Quality: Process worked correctly. Reviewer caught a "discrepancy" (even if due to searching wrong place).


Key Findings

1. Both approaches verified the bug exists

Neither approach blindly trusted the task description. Both:

  • Searched for answerDmCall implementation
  • Compared with startDmCall pattern
  • Verified blocking check is actually missing

2. Naive approach was surprisingly thorough

The single agent produced analysis comparable to the Worker. This suggests:

  • For bugs with clear descriptions, naive approach may suffice
  • The value of diligence may be in more ambiguous tasks

3. Reviewer process works, but needs correct context

The Reviewer:

  • Did NOT rubber-stamp the Worker's proposal
  • Actually searched and found discrepancies
  • Caught additional issues the Worker missed
  • BUT searched the wrong codebase due to test setup

4. Test setup flaw identified

The Reviewer searched /Users/marc/bude/strikt/diligence/test/fixture/ instead of ~/bude/codecharm/nexus. This is because:

  • Agents were spawned from the diligence project
  • They defaulted to searching the current working directory

Fix needed: In real usage, diligence MCP runs IN the target project, so this wouldn't happen.

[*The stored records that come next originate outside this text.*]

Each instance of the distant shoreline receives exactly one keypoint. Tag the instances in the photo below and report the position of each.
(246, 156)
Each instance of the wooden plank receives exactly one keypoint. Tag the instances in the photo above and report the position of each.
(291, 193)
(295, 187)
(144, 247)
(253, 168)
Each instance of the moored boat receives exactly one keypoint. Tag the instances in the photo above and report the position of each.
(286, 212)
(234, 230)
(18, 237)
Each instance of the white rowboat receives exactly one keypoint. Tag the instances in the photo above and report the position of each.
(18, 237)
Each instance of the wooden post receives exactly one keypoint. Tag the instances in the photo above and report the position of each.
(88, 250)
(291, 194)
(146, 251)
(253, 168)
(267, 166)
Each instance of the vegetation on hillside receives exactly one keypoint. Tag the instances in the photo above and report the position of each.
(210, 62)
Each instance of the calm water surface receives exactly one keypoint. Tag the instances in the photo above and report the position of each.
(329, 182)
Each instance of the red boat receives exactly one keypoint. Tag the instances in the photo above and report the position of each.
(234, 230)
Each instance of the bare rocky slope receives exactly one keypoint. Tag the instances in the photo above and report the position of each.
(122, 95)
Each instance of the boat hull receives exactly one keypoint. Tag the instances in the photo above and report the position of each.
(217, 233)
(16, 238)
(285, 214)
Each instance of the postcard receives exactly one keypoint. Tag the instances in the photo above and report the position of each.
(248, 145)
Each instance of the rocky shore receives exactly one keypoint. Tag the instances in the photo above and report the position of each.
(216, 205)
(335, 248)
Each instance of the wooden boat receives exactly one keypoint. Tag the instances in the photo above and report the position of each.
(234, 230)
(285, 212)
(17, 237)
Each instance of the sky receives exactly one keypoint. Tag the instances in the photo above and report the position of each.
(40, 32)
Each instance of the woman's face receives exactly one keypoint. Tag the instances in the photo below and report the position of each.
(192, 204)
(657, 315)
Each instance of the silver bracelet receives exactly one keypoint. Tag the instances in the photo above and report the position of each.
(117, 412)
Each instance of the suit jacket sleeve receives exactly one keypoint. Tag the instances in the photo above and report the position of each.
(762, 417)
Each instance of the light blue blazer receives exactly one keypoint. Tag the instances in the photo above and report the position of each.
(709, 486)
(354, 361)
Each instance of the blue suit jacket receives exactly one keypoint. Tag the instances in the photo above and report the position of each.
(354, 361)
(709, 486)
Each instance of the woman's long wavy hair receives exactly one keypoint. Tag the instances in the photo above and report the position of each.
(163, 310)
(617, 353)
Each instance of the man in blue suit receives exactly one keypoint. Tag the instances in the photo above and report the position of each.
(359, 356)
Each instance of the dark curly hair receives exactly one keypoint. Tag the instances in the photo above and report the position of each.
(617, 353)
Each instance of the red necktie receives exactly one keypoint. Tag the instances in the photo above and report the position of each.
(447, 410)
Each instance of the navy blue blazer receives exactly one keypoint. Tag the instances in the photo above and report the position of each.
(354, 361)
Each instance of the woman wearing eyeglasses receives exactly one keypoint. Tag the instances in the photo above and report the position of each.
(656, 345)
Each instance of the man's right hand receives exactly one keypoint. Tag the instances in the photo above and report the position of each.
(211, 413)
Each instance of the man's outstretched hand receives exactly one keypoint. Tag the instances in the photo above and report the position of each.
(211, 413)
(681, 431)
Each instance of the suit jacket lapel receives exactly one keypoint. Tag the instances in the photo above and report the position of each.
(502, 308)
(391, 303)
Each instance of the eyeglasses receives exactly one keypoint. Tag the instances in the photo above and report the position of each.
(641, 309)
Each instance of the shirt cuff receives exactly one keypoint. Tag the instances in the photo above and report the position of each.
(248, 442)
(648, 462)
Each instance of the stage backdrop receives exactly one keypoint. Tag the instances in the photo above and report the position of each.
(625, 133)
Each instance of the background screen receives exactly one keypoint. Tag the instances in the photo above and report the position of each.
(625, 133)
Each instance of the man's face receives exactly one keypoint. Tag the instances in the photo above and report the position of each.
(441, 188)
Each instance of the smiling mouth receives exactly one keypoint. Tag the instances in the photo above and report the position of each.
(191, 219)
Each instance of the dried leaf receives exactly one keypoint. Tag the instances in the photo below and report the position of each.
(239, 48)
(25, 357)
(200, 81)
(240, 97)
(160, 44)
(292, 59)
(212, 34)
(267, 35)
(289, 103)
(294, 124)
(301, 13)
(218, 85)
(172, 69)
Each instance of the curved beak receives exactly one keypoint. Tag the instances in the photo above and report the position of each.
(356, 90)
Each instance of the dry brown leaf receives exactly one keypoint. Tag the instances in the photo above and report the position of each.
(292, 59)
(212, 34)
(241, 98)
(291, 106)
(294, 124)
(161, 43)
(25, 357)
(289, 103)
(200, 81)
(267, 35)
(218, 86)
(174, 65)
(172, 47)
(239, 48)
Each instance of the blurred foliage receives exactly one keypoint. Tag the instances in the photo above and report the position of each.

What Diligence Should Catch That Naive Might Miss

Based on this test, diligence adds value when:

  1. Worker makes incorrect claims - Reviewer verifies by searching
  2. Worker misses related issues - Reviewer's independent search finds them
  3. Task description is wrong - Both should verify bug exists, not assume
  4. Patterns are misunderstood - Reviewer checks against CODEBASE_CONTEXT.md

This test showed:

Scenario Did Diligence Help?
Verify bug exists Both approaches did this
Catch wrong line numbers Reviewer caught discrepancy
Find additional gaps Reviewer found more than Worker
Prevent hallucinated bugs Would catch if Reviewer searched correctly

Recommendations

1. Run real test in nexus project

Start a Claude Code session IN nexus and test the full workflow there. This ensures:

  • MCP server runs in correct project
  • Agents search the right codebase
  • Full context from CODEBASE_CONTEXT.md is loaded

2. Test with a more ambiguous bug

B1 is well-documented. Test with something like:

  • "Voice seems laggy sometimes"
  • "Users report weird permission issues"

These require more investigation to even determine if there's a bug.

3. Test if diligence catches non-bugs

Give a task for a bug that doesn't exist. Does the workflow correctly identify "no bug found"?

4. Add explicit codebase path to Worker/Reviewer briefs

The briefs should specify: "Search in /path/to/project, not elsewhere"


Conclusion

Does diligence work? Yes, the process is sound:

  • Worker researches and proposes
  • Reviewer independently verifies
  • Discrepancies are caught
  • Multiple rounds can iterate

Is it better than naive? For this test, similar results. But:

  • Reviewer caught additional issues Worker missed
  • Process would catch hallucinated bugs if Reviewer searches correctly
  • Real value may be in more complex/ambiguous tasks

Next step: Run a real test in a Claude Code session in nexus, with a more ambiguous task.